Rising menswear and denim sales add to Madewell’s IPO’s appeal
As women start buying up denim again, the timing may be opportune for Madewell, which sees its jeans as a competitive advantage, reports ‘Quartz’. In fact, jeans made up 29 percent of Madewell’s sales last year, according to its IPO filing, and remain among its fastest-growing categories of products.
“We intend to grow our business by, among other things, increasing brand awareness and the size and value of our active customer base, growing e-commerce penetration, expanding our store network and product categories and growing our wholesale business, both domestically and internationally,” the company’s pre-IPO filing said.
In this regard, it’s worth recalling that a little over a year ago, Madewell launched a small men’s collection made up of just a few pieces and sold online, in some Nordstrom stores and later in shop-in-shops within a few of its women’s stores. Now, the company is ready to fully take the plunge into the men’s category.

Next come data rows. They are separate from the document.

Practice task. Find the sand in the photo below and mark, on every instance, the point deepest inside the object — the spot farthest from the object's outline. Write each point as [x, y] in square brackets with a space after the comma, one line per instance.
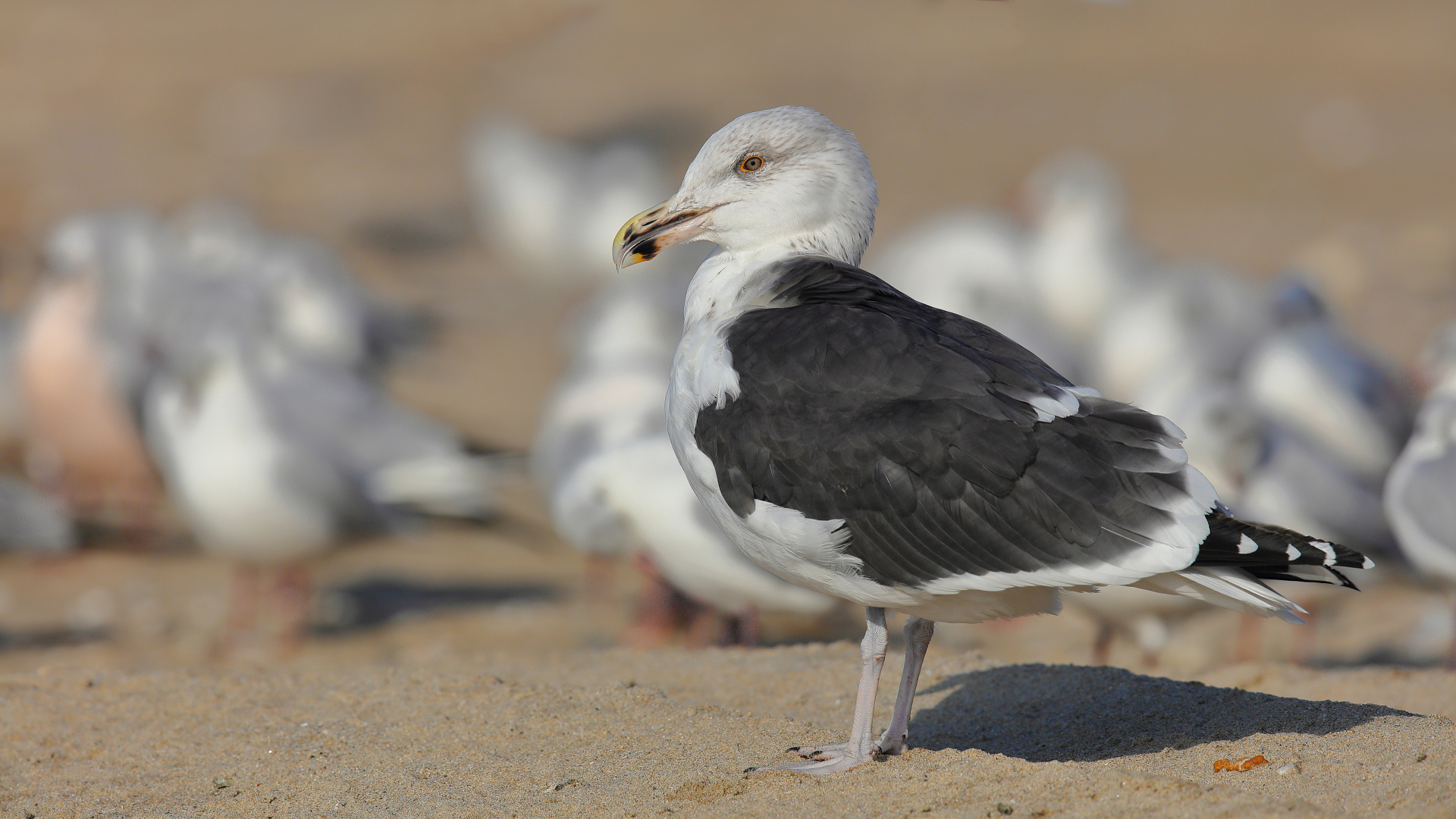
[466, 672]
[615, 733]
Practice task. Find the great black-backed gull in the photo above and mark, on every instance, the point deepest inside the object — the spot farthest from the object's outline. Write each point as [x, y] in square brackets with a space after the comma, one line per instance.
[868, 447]
[615, 484]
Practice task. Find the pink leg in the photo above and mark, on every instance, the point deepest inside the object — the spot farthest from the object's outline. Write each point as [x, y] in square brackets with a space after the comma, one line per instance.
[293, 588]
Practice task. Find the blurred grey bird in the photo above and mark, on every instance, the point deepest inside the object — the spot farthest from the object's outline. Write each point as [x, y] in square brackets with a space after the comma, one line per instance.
[552, 205]
[1313, 381]
[1420, 491]
[1081, 259]
[315, 305]
[274, 460]
[1183, 318]
[33, 522]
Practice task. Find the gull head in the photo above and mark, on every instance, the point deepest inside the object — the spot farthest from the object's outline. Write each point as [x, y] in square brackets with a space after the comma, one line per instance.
[785, 178]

“In the first year, we’ve gotten a lot of great feedback from male customers on the way things fit, what they like and what they want to see more of,” said Joyce Lee, Madewell’s head of design. “Now that we are a year in, we have great information on sales and what’s resonating, which we can use to evolve the line.”
Lee said that before the men’s line launched, Madewell spent a few years researching and determining what a potential customer of Madewell men’s would want. They started with denim, seen as the core of the Madewell brand, and a few key staple pieces. This was driven in part by data the company collected showing that men tend to be much more loyal customers, finding a particular staple product they like and buying it again and again.
Madewell expects to open 10 to 15 stores a year. Meanwhile, it wants to drive “outsize growth in e-commerce,” according to its filling.